Baltimore County Officials Are Scared to Tell Citizens Not to Recycle Glass
According to the Sun, “county officials have been reluctant to tell residents not to recycle their glass for fear of derailing a good habit."
Virtue signaling is the modern, politically correct way to demonstrate your “goodness” to others, usually with little actual sacrifice or effort.
It’s a kind of surface-level, and typically meaningless, moralizing that Americans get force-fed from Hollywood types seeking accolades on social media.
Now, if you live in one Maryland county, you too can participate and pretend to be saving the planet while doing absolutely nothing.
The Baltimore Sun reported in early February that Baltimore County—which does not actually include the city of Baltimore proper, but surrounds the city—hasn’t recycled glass in seven years. In 2013, the year the glass recycling stopped, the county opened a $23 million single-stream recycling facility.
That kind of facility, now the most common, allows for many different materials to be mixed together and recycled. But not glass, apparently.
Given the county’s inability to recycle glass, surely residents could simply deposit glass in the trash, where it would end up anyway?
According to the Sun, “county officials have been reluctant to tell residents not to recycle their glass for fear of derailing a good habit.”
The bottom line is, the whole process is now little more than “virtue-cycling.”
In fact, as good as recycling may be in theory, it seems like there have been challenges to actually make it work the way most Americans imagine it should.
“Regardless of the material in question, the American recycling industry has been going through a crisis over the last several years,” noted Reason, a libertarian magazine, which wrote about the Baltimore County story. “Rising rates of contamination and the effective closure of a major export market in China, which stopped accepting most American plastic, have left material-processing facilities with no willing buyers.
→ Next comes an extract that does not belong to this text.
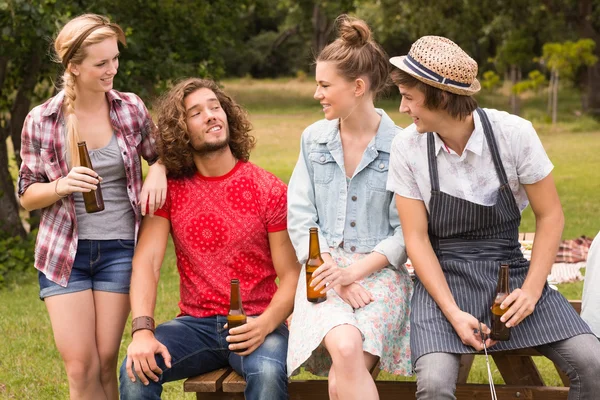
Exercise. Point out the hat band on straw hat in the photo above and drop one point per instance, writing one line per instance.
(426, 73)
Many of the recyclables that are collected therefore end up in landfills or incinerators.”
Unfortunately, due to the zealotry of environmentalists, it seems that practical solutions to practical problems are left unexplored in favor of radical solutions to overstated ones—or mere virtue signaling to make themselves feel better.
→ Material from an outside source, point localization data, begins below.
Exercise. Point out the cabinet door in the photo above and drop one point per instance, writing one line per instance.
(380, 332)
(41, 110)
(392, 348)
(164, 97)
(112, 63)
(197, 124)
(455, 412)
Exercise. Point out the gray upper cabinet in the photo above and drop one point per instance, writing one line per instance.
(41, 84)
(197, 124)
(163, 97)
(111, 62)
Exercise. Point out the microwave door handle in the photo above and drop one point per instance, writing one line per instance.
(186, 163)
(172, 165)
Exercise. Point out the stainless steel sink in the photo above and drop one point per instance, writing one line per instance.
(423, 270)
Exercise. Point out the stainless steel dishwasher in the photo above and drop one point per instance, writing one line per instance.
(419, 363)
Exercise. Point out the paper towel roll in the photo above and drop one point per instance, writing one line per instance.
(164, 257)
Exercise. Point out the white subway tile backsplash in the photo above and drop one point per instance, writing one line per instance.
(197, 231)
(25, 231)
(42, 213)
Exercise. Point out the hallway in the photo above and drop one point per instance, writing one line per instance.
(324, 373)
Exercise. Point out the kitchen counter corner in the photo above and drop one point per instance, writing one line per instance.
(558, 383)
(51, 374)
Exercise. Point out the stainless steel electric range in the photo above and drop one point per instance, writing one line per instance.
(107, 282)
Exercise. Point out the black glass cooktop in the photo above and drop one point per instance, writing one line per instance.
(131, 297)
For instance, the city of Baltimore last month banned plastic bags, a measure that will go into effect early next year. That’s despite the fact that there is little evidence that such bans are beneficial to the environment, not to mention themyriad other issues the city faces, such as the highest homicide rate among the biggest U.S. cities.
In fact, as The Wall Street Journal recently pointed out, plastic bags are, if not the most efficient recycling product one can find, certainly one of the most efficient.
“Though they’re called ‘single-use,’ most people reuse them, typically as trash-can liners. When governments ban them, consumers buy thicker substitutes with a bigger carbon footprint,” John Tierney wrote at The Wall Street Journal. “Once discarded, they take up little room in landfills. That they aren’t biodegradable is a plus, because they don’t release greenhouse gases like decomposing paper and cotton bags.”
Americans should want to be good stewards of our environment. Our country is full of natural beauty, clean air is important to our quality of life, and the efficient use of our resources—frugality, one might call it—is a hallmark of our national character.
But the green movement now has the twofold problem of being on one hand a pseudo-religious movement for the “woke” upper-middle class and a barely disguised socialist Trojan horse on the other.